Tuesday, May 1, 2012

Building A Better Castle


















Looing around my house this morning, I've had an epiphany.

It occurs to me that my recent level of dissatisfaction is not because our house isn't lovely -- it is.  It isn't because our house isn't comfortable and welcoming -- because it is that, too.

What is really bugging me is the bits of clutter and piles of crapola crammed in nooks and crannies and corners and bins and...well, you get the picture.  It isn't a lot of clutter compared to how bad things have been in the past when life has gotten well away from us.

But I know it is there, even if it isn't obviously sticking right out there in my way.  Does that make sense?

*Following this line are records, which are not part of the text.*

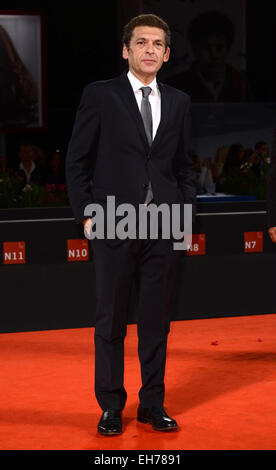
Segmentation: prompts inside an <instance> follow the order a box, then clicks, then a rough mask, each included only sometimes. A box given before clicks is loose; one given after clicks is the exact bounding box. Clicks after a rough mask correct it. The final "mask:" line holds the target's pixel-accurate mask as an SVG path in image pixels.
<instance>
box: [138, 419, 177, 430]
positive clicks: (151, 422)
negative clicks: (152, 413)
mask: <svg viewBox="0 0 276 470" xmlns="http://www.w3.org/2000/svg"><path fill="white" fill-rule="evenodd" d="M137 421H139V423H143V424H147V423H149V424H151V425H152V429H154V430H155V431H176V429H177V428H178V427H177V426H172V427H170V428H157V427H155V426H154V424H152V422H151V421H150V419H146V418H137Z"/></svg>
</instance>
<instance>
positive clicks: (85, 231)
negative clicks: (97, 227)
mask: <svg viewBox="0 0 276 470" xmlns="http://www.w3.org/2000/svg"><path fill="white" fill-rule="evenodd" d="M82 224H83V228H84V234H85V233H87V235H90V233H91V227H92V220H91V219H90V218H89V219H85V220H83V221H82Z"/></svg>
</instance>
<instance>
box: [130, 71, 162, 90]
mask: <svg viewBox="0 0 276 470" xmlns="http://www.w3.org/2000/svg"><path fill="white" fill-rule="evenodd" d="M127 76H128V79H129V81H130V84H131V86H132V88H133V91H134V93H136V92H137V91H139V90H140V88H141V87H142V86H145V85H144V83H142V82H141V81H140V80H138V78H137V77H135V75H133V73H132V72H131V71H130V70H129V71H128V74H127ZM147 86H149V87H151V90H152V91H151V93H154V94H156V95H158V86H157V81H156V77H155V78H154V79H153V80H152V82H151V83H149V84H148V85H147Z"/></svg>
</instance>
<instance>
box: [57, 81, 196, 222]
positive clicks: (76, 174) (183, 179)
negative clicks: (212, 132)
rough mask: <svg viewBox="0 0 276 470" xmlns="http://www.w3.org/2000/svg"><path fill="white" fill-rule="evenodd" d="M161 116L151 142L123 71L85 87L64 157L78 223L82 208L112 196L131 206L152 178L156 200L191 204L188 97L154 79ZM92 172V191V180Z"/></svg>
mask: <svg viewBox="0 0 276 470" xmlns="http://www.w3.org/2000/svg"><path fill="white" fill-rule="evenodd" d="M158 85H159V89H160V92H161V121H160V125H159V128H158V130H157V133H156V136H155V139H154V141H153V143H152V146H151V147H149V144H148V141H147V138H146V134H145V130H144V125H143V121H142V117H141V113H140V111H139V108H138V106H137V102H136V98H135V95H134V93H133V90H132V87H131V84H130V82H129V80H128V78H127V75H126V72H124V73H123V74H122V75H121V76H119V77H117V78H115V79H111V80H106V81H99V82H95V83H91V84H89V85H88V86H86V87H85V89H84V91H83V95H82V98H81V102H80V105H79V108H78V111H77V115H76V119H75V124H74V127H73V132H72V137H71V140H70V143H69V147H68V152H67V158H66V176H67V185H68V190H69V197H70V202H71V206H72V209H73V212H74V216H75V219H76V222H77V223H79V222H81V221H82V220H83V219H85V216H84V209H85V207H86V206H87V205H88V204H90V203H92V202H98V203H102V202H104V201H105V200H106V196H108V195H114V196H115V197H116V204H117V203H118V204H120V203H125V202H128V203H131V204H133V205H134V206H135V207H137V206H138V204H141V203H143V202H144V200H145V195H146V190H147V184H148V182H149V180H150V181H151V183H152V191H153V195H154V201H155V203H156V204H157V205H159V204H161V203H167V204H171V203H177V202H180V201H183V202H185V203H194V201H195V195H196V190H195V176H194V165H193V162H192V160H191V157H190V154H191V151H190V126H191V110H190V98H189V96H188V95H187V94H185V93H184V92H182V91H179V90H176V89H174V88H172V87H170V86H167V85H164V84H161V83H159V82H158ZM92 176H93V187H92V190H91V185H90V179H91V177H92Z"/></svg>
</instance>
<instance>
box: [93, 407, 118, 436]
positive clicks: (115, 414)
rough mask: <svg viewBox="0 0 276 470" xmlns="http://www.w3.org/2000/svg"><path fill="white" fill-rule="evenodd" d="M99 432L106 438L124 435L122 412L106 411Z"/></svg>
mask: <svg viewBox="0 0 276 470" xmlns="http://www.w3.org/2000/svg"><path fill="white" fill-rule="evenodd" d="M98 432H99V433H100V434H103V435H105V436H114V435H115V434H122V432H123V431H122V417H121V411H120V410H106V411H104V412H103V414H102V416H101V419H100V421H99V424H98Z"/></svg>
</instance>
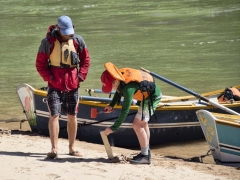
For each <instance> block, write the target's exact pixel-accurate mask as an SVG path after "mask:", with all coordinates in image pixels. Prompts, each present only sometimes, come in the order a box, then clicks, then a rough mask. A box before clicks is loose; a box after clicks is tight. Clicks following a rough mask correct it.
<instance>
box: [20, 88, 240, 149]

The pile of items crammed in the back of the closet that just need to go?  They bug me.

The magazines I keep swearing to get through at some point and then pop in the recycling bin?  They bug me, too.

There are a whole host of "get to them at some point" things just needling at me from various points in the house at all times because, frankly, they just are not getting done.  I only have so many hours in any given day and, honestly, my days are crammed a wee bit full at the moment.

But instead of beating myself up today for not being able to perfectly manage all of this immediately, I'm going to cut myself a little break.  And I'm going to make a list of everything that needs to be done and tackle it, one by one, until it is all gone. 

One thing a day.  Every day.  Until it is done.


Making a list also gives me the ability to assign tackling jobs to other persons in the house which, quite frankly, is something that is long overdue.

My goal is to get things where I want them sooner rather than later, to clear up a lot of this dross so that The Peanut and I can have fun when school is out and summer starts instead of me spending the entirety of her first week off trying to straighten things back up to a normal level of less chaotic decency.

Mentally, I'll be a much happier person if my ever-growing "to do" list isn't nagging at me nonstop.  The visual boost of not seeing the little things that need to be done every time I walk through a room will be a plus as well.

There is a lot to get done.  But by breaking it off into smaller, more manageable pieces, I'm hoping to be more productive and less frozen by the enormity of it all.  Will let you know if this strategy really helps us build a better castle, brick by brick.